L’enseignement catholique sera-t-il le principal bénéficiaire de la réforme de l’éducation prioritaire ?

La réforme de l’éducation prioritaire annoncée par Jean-Michel Blanquer pourrait une nouvelle fois transférer une partie des budgets de l’Éducation nationale vers l’enseignement privé, catholique en particulier, au détriment des écoles et collèges des banlieues urbaines, qui, pourtant, en ont plus que jamais besoin.
L’éducation prioritaire en ligne de mire du ministre de l’Éducation nationale
Depuis 2017, plusieurs rapports remettent en cause le principe des Rep et Rep + (réseau éducation prioritaire), dispositifs destinés à compenser, dans une certaine mesure, la concentration sur certains territoires des populations les plus défavorisées – principalement les banlieues des grandes villes.

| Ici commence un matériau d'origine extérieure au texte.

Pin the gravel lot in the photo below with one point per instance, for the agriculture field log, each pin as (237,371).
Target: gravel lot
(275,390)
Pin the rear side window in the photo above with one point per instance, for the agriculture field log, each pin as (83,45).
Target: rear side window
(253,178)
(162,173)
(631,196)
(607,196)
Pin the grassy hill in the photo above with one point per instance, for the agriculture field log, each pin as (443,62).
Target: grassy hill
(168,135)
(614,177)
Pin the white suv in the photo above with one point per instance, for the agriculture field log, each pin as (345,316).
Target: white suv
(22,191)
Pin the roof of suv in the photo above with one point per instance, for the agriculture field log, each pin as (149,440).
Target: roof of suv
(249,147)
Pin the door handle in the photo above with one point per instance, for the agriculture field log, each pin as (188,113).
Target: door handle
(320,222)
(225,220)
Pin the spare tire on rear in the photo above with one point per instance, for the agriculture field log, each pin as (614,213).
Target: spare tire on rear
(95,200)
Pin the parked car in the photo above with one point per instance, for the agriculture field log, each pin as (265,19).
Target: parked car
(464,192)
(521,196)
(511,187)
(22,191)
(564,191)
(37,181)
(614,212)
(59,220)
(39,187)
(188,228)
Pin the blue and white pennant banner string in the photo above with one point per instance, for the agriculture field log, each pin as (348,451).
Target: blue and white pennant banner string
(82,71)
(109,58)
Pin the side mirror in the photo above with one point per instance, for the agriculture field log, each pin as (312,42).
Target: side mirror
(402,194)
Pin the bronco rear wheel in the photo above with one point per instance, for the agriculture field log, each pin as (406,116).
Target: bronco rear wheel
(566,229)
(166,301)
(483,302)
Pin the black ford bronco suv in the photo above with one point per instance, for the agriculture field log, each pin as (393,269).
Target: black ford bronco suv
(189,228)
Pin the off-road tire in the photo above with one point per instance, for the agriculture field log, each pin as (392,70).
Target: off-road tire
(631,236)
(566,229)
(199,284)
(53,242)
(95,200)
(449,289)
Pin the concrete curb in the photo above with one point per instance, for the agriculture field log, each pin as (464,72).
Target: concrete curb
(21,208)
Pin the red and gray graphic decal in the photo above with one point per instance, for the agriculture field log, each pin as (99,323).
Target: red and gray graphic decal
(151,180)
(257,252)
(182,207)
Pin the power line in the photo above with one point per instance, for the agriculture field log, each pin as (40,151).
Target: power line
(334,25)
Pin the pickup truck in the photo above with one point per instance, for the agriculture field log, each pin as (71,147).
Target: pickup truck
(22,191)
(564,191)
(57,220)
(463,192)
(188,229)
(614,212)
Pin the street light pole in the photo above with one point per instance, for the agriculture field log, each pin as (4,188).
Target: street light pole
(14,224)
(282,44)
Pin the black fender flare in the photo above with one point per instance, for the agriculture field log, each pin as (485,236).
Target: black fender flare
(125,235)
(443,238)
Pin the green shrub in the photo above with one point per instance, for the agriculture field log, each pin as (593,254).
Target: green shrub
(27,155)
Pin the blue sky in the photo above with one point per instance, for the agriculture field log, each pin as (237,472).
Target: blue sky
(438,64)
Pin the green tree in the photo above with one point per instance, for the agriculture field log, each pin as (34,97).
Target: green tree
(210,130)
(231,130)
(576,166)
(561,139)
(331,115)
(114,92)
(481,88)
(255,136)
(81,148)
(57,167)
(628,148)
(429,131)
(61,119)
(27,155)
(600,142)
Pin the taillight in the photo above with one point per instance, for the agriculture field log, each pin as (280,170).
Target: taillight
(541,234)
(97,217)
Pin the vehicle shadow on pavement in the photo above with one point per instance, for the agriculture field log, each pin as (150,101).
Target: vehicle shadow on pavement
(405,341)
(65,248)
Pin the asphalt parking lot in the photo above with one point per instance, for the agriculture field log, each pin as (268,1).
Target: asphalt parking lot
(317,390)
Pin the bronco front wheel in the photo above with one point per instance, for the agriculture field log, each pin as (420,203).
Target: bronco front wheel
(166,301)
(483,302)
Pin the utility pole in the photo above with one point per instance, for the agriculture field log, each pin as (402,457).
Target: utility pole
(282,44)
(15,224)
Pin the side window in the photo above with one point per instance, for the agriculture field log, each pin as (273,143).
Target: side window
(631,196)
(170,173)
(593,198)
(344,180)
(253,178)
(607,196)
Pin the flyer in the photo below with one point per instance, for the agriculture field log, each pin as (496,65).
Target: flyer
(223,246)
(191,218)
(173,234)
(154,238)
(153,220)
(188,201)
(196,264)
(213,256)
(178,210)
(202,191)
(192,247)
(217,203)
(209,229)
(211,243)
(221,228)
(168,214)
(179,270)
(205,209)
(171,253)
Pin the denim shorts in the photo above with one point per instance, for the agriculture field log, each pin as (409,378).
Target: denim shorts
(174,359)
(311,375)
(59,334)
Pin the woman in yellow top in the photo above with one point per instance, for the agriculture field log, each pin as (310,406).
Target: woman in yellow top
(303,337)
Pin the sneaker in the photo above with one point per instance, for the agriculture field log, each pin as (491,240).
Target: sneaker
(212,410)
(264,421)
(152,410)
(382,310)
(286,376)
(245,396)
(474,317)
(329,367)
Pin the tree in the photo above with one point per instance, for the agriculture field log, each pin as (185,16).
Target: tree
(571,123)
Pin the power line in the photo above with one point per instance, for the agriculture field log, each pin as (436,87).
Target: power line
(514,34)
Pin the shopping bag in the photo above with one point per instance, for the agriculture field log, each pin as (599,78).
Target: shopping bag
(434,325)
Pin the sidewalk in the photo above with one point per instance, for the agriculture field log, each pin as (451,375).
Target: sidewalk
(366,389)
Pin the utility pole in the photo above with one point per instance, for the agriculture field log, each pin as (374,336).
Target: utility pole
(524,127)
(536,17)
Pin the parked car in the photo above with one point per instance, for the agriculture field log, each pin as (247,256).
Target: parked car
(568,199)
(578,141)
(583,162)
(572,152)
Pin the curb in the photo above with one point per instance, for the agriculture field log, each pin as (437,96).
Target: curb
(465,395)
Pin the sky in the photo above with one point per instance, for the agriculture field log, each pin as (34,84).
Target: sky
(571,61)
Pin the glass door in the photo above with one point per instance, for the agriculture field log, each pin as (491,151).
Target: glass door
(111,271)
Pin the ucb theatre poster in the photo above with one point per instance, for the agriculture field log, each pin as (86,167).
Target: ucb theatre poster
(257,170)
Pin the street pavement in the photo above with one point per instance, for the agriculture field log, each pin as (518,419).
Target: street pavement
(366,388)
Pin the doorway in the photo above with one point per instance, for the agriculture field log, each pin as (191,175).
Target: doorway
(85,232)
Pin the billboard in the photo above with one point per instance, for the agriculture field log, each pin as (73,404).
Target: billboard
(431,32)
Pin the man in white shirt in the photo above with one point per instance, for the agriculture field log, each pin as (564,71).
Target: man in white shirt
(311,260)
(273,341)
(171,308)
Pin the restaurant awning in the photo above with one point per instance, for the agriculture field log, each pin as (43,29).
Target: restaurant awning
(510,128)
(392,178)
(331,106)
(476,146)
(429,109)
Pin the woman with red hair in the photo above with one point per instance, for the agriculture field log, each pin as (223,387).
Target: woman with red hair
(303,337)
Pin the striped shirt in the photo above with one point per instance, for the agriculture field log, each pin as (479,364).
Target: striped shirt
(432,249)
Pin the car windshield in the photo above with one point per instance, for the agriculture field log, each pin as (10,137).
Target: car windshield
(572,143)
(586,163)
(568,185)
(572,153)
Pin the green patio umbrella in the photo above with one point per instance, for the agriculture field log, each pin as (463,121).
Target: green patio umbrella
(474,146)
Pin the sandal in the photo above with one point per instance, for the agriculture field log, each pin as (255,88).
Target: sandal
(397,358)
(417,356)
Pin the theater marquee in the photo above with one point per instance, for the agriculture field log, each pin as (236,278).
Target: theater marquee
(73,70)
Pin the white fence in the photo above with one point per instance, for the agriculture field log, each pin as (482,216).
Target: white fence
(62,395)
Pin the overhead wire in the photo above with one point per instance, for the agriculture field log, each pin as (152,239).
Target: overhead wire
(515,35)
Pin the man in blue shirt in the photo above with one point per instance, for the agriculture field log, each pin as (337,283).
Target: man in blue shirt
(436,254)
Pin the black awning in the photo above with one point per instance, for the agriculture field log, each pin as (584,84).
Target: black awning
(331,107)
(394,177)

Le ministre de l’Education nationale a confirmé son intention de modifier ces dispositifs, qui concernent actuellement 1,7 million d’élèves, avec un budget de 1,4 milliard d’euros. Dès la rentrée 2021, les Rep pourraient être supprimées, et leur budget réattribué aux Académies. Les recteurs pourront alors affecter ces moyens aux établissements de leur choix, les critères sociaux passant au second plan.
L’objectif est clairement de favoriser des écoles et des collèges ruraux isolés au détriment des banlieues urbaines, où les enfants issus de milieux défavorisés sont pourtant bien plus nombreux, et où le décrochage scolaire a été accentué par le confinement prolongé.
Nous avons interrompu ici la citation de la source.